My privates, at regular intervals, are tapping on a silver bell to signal that a trip to the toilet is preferable. However, I will ignore the bell for another 30 minutes or so during which time the bell will slowly transform into a large campanile and my small intestines into a gigantic metal hammer, pounding in less frequent, but more violent intervals until I finally traverse the 10 ft. or so from where I sit to the bathroom. Due to the distraction, my privates are not very responsive to the music, though, ironically, my efforts to soothe their insistence largely involves rocking and swaying to the various beats. I wonder if my privates are fooled. Probably not. That's okay though, I have other techniques I can use if things get bad.

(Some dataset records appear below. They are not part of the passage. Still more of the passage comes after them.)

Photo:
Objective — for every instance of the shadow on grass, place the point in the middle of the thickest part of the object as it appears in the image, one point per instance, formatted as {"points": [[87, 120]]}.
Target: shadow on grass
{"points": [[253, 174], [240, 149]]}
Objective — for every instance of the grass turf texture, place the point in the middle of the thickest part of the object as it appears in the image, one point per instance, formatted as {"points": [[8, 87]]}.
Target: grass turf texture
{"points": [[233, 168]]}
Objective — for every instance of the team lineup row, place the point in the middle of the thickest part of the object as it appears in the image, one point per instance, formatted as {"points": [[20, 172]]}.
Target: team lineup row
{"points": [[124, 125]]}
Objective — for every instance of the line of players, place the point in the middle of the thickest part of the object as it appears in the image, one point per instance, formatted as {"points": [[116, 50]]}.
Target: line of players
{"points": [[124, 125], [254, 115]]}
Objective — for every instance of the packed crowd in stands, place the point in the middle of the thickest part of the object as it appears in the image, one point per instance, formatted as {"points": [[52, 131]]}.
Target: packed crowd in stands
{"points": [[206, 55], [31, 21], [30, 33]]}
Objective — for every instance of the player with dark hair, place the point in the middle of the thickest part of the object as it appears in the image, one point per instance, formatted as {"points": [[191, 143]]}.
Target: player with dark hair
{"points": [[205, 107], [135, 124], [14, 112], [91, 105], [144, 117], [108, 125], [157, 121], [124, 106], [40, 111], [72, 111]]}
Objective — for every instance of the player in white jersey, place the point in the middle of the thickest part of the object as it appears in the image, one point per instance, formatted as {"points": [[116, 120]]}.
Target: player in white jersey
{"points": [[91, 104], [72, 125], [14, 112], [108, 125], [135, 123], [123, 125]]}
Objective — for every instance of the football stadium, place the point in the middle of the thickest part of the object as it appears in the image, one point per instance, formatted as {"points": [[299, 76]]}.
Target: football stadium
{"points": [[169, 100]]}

My hands hear the music and are occasionally given to tapping, but they are mostly involved in typing, scratching my scalp, supporting my head when it bows to the side to think, and waiting. Other less frequent occupations include scraping at the small scabs on my face, pulling out loose eyebrow hairs, rubbing my eyes, texting, dislodging earwax, and cracking my knuckles; picking and rubbing my nose is also a favorite, but my nose seems pretty clean at the moment.

32 minutes later and the bells have stopped ringing, the alleviating comfort of their echoes fading into a peacefully empty rest.

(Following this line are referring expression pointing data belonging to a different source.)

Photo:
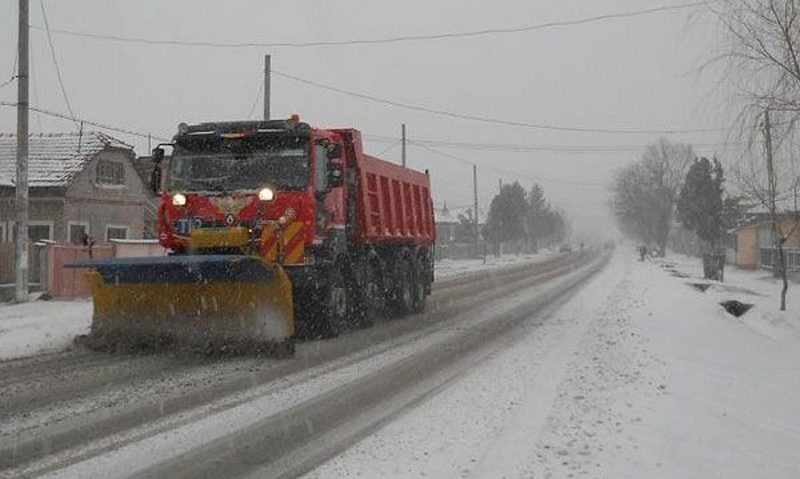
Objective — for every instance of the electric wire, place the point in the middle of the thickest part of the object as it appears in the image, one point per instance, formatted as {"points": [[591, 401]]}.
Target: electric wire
{"points": [[255, 101], [496, 121], [513, 174], [55, 63], [532, 147], [97, 124], [387, 40], [13, 71], [391, 147]]}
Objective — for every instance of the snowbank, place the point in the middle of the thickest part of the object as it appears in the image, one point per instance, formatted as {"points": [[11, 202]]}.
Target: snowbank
{"points": [[639, 375], [45, 326], [451, 268], [41, 326]]}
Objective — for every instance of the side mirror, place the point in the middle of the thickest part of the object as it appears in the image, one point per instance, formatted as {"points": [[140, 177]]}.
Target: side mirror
{"points": [[335, 174], [158, 155], [155, 179], [334, 151]]}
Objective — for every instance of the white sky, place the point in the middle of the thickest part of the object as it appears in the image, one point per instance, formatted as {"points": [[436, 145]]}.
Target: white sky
{"points": [[630, 73]]}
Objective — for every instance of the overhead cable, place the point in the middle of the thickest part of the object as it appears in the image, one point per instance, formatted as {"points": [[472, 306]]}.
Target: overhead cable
{"points": [[97, 124], [55, 63], [387, 40], [496, 121]]}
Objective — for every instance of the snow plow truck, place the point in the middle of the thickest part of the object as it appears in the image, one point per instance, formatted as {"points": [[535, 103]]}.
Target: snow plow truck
{"points": [[273, 228]]}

My nose itches. My nose always itches. And what is more, my nose and I hate each other. Well, I guess that's unfair to say: I'm not completely sure as to my nose's feelings toward me. I posit one of three scenarios:

1. My nose does, in fact, hate me. Like Satan himself, the little devil lives to annoy me and buffet me with its itching, hurting, flowing, snotting, sniffling, aching, sneezing reminders that it, like a malignant tumor, has attached itself to my face in order that, one day, it might destroy me. It cackles and giggles in disgusting evil as it sucks dust and pollen into its ample caverns, purposefully looking for excuses to produce exorbitant amounts of snot such that any normal activity becomes a red-nosed, red-eyed, red-tempered venture into hay-fever hell. Even as I type, I can feel the demon cantering through the my nasal causeways, wielding a cheese grater the size of a thimble and scraping it against the interiors of my sinuses. "Curse you!" I say as I sniff, rub, and type some more.

2. My nose has severe mental challenges. This is the more benign ascription of my nose's pitiful attempts to actually be a nose. Perhaps it just doesn't know quite how to do it: wet and weepy it tries it hardest to smell and breathe, but for some reason just doesn't make the connection that its constant flow of secretions just doesn't help. It's like a toddler making a magical potion using all the things he or she can find in mommy and daddy's medicine cabinet - the sentiment is pure, but the methods and result disgusting, terrifying, and infuriating. To be honest though, I tend to lean towards this explanation only when I am seriously considering blowing off my nose with the nearest handgun.

3. My nose is a melodramatic manic depressant. Like a teenager alcoholic, my nose weeps with a deep sense of loneliness and confusion as it throws up again and again into the nearest toilet. Though sometimes cheerful, my nose has only to think about the crunching of fall leaves or fresh cut grass in order to fall back into and wallow through the mire of mucus and allergenic sobs of an addiction-inspired depression. It can't help itself and yet wishes it could, and it doesn't know why. The poor soul is doomed to a life of noncommittal solitude as it drinks glass after glass of Benadrylic cocktails only to vomit their contents in violent retribution once the non-drowsy buzz has worn off. This explanation can provide some pity and even empathy, but you must understand that patience soon wears thin when you're the one being puked on.

The music is over now and I must leave: a different kind of bell is ringing. More of a gong, actually.